The Gambia is among 11 countries in Africa that are at high risk of debt distress, according to the newly released Economic Report on Africa 2019.
The Report, prepared by the Economic Commission for Africa (ECA) and launched at the 52nd Session of the Conference of African Ministers of Finance, Planning and Economic Development, in Marrakech, Kingdom of Morocco, notes that growth in West Africa climbed from 2.4 per cent in 2017 to 3.2 per cent in 2018.
The growth, it said, was reflecting higher growth in all countries in the sub-region except Burkina Faso, Guinea and Guinea Bissau.
It projected West Africa’s growth to be moderate in 2019, at 3.4 per cent, before rising to 3.8 per cent in 2020, lifted by good economic performance in Ghana and Nigeria.
“In general, growth in the sub-region is expected to continue to benefit from fairly high oil prices and increases in oil production, expanding services sectors across the sub-region, rising private consumption and public investment in infrastructure,” it said.
However, the Report points out that countries like The Gambia, Burundi, Cameroon, Cabo Verde, Central African Republic, Djibouti, Ethiopia, Ghana, Mauritania, São Tomé and Príncipe, Zambia face high risk of debt distress.
It warns of rising public debt in Africa which has led to increased government spending on interest payments.
According to the Report, the largest increases have been among non-resource-rich countries, whose governments devoted nearly 10 per cent of total spending to interest payments in 2016, more than double the 4 per cent in 2011. Oil-exporting countries devoted close to 13 per cent of fiscal spending on interest payments in 2008, less than 4 per cent in 2012 as interest rates fell and then nearly 7 per cent in 2015.
“Africa is at a critical juncture in its development trajectory, policies adopted now will determine how quickly the continent accelerates growth and creates prosperity for all,” Vera Songwe, the under-secretary general of the UN Executive Secretary of the Economic Commission for Africa, noted.
She said: “In 2015, African countries signed up to two important development agendas: the global 2030 Sustainable Development Goals (SDG), which aims to leave no one behind as countries develop, and the African Union’s Agenda 2063, which sets out a blueprint for the “Africa we want”. A decade away from the SDG endpoint, African countries continue to search for policy mixes to help accelerate the achievement of these targets. However, for many countries, financing remains the biggest bottleneck with implementing capacity a close second.”
To meet the SDGs, Songwe said Africa must raise an estimated 11 per cent of GDP per year for the next 10 years to close the financing gap.
Africa’s average tax revenue to GDP is currently below 16 per cent, and she said efficient and effective domestic resource mobilisation can address a substantial portion of this financing shortfall.

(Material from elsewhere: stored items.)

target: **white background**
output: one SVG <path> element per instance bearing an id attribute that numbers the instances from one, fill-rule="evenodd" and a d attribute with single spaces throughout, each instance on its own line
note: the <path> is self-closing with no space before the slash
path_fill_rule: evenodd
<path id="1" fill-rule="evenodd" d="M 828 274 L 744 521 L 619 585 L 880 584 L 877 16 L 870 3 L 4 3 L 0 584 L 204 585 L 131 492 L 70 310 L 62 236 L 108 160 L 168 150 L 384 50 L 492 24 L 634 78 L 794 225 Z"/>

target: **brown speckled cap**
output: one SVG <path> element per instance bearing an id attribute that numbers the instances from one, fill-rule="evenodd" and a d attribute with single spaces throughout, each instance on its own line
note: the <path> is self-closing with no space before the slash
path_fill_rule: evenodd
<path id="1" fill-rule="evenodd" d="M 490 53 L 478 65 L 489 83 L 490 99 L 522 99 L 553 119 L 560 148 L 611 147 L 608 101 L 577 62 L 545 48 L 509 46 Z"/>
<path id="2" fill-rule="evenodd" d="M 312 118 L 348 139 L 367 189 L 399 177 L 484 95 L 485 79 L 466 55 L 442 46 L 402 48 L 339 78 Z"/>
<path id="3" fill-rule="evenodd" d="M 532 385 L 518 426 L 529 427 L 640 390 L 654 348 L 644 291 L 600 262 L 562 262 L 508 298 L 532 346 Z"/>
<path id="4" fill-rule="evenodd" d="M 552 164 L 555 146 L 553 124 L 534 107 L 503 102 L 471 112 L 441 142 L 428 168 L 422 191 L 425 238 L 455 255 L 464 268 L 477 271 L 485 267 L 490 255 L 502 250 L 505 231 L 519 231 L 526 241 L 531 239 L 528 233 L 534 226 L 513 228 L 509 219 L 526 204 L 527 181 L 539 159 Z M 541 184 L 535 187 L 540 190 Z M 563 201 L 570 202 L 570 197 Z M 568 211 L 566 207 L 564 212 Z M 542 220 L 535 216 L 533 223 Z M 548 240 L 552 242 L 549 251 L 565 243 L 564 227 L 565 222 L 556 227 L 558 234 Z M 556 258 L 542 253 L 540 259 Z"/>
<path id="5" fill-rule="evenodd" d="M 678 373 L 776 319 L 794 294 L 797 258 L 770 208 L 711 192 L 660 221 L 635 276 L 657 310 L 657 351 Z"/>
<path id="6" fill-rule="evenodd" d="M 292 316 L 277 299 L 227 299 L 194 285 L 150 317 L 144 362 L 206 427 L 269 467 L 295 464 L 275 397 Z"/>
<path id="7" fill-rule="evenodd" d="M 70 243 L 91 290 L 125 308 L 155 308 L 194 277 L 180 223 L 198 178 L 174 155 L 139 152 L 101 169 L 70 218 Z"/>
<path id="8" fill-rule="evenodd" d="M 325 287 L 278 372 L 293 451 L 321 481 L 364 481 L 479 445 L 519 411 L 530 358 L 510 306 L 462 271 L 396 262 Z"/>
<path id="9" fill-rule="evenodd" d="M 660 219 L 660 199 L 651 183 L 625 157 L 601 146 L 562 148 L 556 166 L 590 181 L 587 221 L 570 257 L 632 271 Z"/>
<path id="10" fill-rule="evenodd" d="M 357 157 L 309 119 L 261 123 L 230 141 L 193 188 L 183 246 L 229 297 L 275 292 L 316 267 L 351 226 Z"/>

“Africa can meet the SDG challenge and agenda 2063 through adequate and sustained efficient fiscal policy. While governments have chosen several country specific policy options, there are a number of lessons from successful implementation of reforms such as the introduction of electronic tax filing and payment automation in Rwanda, South Africa, Mauritania, Uganda, Kenya, Burkina Faso and others that all African countries can learn from to boost revenue collection. “However, key to achieving this objective will be effective leadership, prudent public sector management and good governance.”